I would like to have the following code in c++17:
#include <iostream>
#include <string>
#include <type_traits>
#include <functional>
class Foo;
template<class T>
class Bar {
public:
std::function<T(Foo&)> m_fn;
template<class Fn>
Bar(Fn fn) : m_fn(fn) {};
T thing(Foo &foo) const {
return m_fn(foo);
}
};
template<class Fn>
Bar(Fn) -> Bar<decltype(std::invoke(std::declval<Fn>(),
std::declval<Foo&>()))>;
class Foo {
public:
Foo() {};
template<class T>
std::vector<T> do_thing(const Bar<T> &b) {
std::vector<T> r;
r.push_back(b.thing(*this));
return r;
}
};
std::string test(Foo &) {
return "hello";
}
int main() {
Foo foo = Foo();
// works
std::vector<std::string> s = foo.do_thing(Bar{test});
// cant deduce T parameter to do_thing
std::vector<std::string> s = foo.do_thing({test});
}
But compiling this gives me "couldn't deduce template parameter ‘T’" on the call to do_thing
.
Having do_thing(Bar{test})
fixes this and works fine but equates to some ugly code in the real code equivalent. I would like to have do_thing({test})
or do_thing(test)
implicitly construct a Bar
and pass that as the argument if possible.
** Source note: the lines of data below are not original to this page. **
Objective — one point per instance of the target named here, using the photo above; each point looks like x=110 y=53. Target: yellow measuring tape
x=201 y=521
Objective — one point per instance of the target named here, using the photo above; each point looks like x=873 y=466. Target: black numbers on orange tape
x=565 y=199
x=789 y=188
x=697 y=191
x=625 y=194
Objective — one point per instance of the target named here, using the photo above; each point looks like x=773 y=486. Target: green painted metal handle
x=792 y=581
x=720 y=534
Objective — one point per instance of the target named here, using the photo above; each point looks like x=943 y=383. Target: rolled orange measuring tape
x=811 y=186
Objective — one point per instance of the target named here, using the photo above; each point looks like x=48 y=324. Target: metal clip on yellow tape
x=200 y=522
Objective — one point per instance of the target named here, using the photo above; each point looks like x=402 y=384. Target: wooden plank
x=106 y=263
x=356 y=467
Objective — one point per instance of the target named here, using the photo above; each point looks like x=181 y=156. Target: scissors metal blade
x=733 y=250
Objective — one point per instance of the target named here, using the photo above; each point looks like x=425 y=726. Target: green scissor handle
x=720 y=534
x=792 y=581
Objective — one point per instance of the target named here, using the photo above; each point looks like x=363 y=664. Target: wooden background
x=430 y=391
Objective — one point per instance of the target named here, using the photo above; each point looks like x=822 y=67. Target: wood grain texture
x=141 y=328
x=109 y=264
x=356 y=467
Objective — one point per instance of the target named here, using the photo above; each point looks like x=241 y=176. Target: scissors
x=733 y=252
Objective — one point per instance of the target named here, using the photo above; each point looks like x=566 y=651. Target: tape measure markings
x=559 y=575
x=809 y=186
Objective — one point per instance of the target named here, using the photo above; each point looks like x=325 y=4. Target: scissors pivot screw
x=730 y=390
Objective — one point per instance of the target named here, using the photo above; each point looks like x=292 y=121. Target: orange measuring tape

I also don't want to forward declare a variable to pass into do_thing
either
Is there some way to guide the inference of template argument T
so that the call to do_thing
can stay clean?
Sorry for the late edit, but the arguments to the Bar constructor are over simplified in the example I included. In reality, there is an extra parameter std::optional<std::string> desc = std::nullopt
and that might change in the future (although unlikely). So constructing the Bar
inside do_thing
would be a bit hard to maintain...
would like to have
do_thing({test})
ordo_thing(test)
implicitly construct aBar
and pass that as the argument if possible.
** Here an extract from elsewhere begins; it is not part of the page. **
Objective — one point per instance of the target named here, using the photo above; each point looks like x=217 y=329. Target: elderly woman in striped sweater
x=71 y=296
Unfortunately, when you call do_thing({test})
or do_thing(test)
, test
(or {test}
) isn't a Bar<T>
object. So the compiler can't deduce the T
type and can't construct a Bar<T>
object.
A sort of chicken-and-egg problem.
The best I can imagine is to add, in Foo
, a do_test()
method as follows
template<typename T>
auto do_thing (T const & t)
{ return do_thing(Bar{t}); }
This way you can call (without graphs)
std::vector<std::string> s = foo.do_thing(test);
You get the same result as
std::vector<std::string> s = foo.do_thing(Bar{test});
-- EDIT --
The OP ask
is there any way of preserving the {test} brace syntax? maybe with initializer_list or something?
Yes... with std::initializer_list
template<typename T>
auto do_thing (std::initializer_list<T> const & l)
{ return do_thing(Bar{*(l.begin())}); }
but, this way, you accept also
std::vector<std::string> s = foo.do_thing(Bar{test1, test2, test3});
using only test1
Maybe a little better... another way can be through a C-style array
template <typename T>
auto do_thing (T const (&arr)[1])
{ return do_thing(arr[0]); }
This way you accept only an element.